Thursday, February 16, 2012

the money issue

one of the traits of a potential spouse that is of major concern is his/her relationship with money. i do not mean whether he/she is rich or poor, but rather how he/she deals with money in general. i have met those who have not much  money who are very generous with what they have and others who are not strapped for cash who are nickel and diming everything as though it were the great depression. often one's attitude toward money is a barometer for how the person behaves in  general. if  they are cheap with money , they are cheap with kindness. they are always trying to get something for very little effort.
it is important to be responsible and not to squander one's money, but it is also important to be able to enjoy life as well. you can't take it with you, after 120. my parents were always very frugal, but i never felt like we were poor (which we weren't) . they just wanted to lived within their means.
it is also important to be happy with one's lot as far as money is concerned. i do not mean that one should not strive to make a good living , but some people are never happy with what they have no matter how much they have. i used to live in a basement apartment that was very affordable. because i had such low rent it i could do anything and buy anything i needed or wanted. once i had a friend who asked me how i could live in such a hovel. until then i was perfectly happy with where i lived, i also could not have afforded to have paid more rent than i was paying at the time. i chose to pay her no mind. just because my friend could not live in that basement did not mean that i could not be happy living there.
everyone has their own personal money style. it has to be compatible with the personal money style of a potential spouse. its not a matter of right or wrong, but more of a matter of what is.

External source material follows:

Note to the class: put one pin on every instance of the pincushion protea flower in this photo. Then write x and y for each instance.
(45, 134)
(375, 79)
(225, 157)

Wednesday, February 15, 2012

the beat goes on

ever notice how some people's taste in music stops in a certain decade? they try to say that they don't make music like that used to . i think that it is more than just that. i think that old music can remind one of what one was doing (or not doing)  when that music was current.  music is that powerful.

Tuesday, February 14, 2012

the truth about jewish women

often jewish women who live in new york have been given the stereotype of being pushy and overbearing. sometimes people think that a religious woman would be subservient . well, of course maybe a religious woman of a faith other than jewish would be. but give me a break  with the stereotypes. when does loudmouthed ,overbearing and subservient describe the same person?
i dont't think that religious jewish women are subservient to men and i don't believe in the common stereotype of the loudmouthed jewish new york woman.
i do believe that jews of both genders often stand up for what they believe in  and stand up for the underdog. does this make one pushy and loudmouthed? i don't think so , but  no one asked me.

Monday, February 13, 2012

frum fashion don'ts

i saw this on fashion-isha's facebook page. fashion isha has beautiful fashions on her website. this of course is a frum fashion don't.  i have knocked those who wear 3/4 shells under strapless gowns, and this is the skirt version. i agree that some outfits look cute in the layered look even if the designer hadn't intended his/her fashions to be worn as such, but this is just over the top. 
ladies, i beg of you, DON'T  try this at home.

just settle

i find it humorous whenever i hear the "just settle" speech. it is wasted by the orator. the person who should be given the "just settle" speech is someone in her early twenties. if someone over thirty hasn't "just settled" they most probably never will. its a lot easier to "just settle " at twenty-two than it is at at thirty-two or forty-two.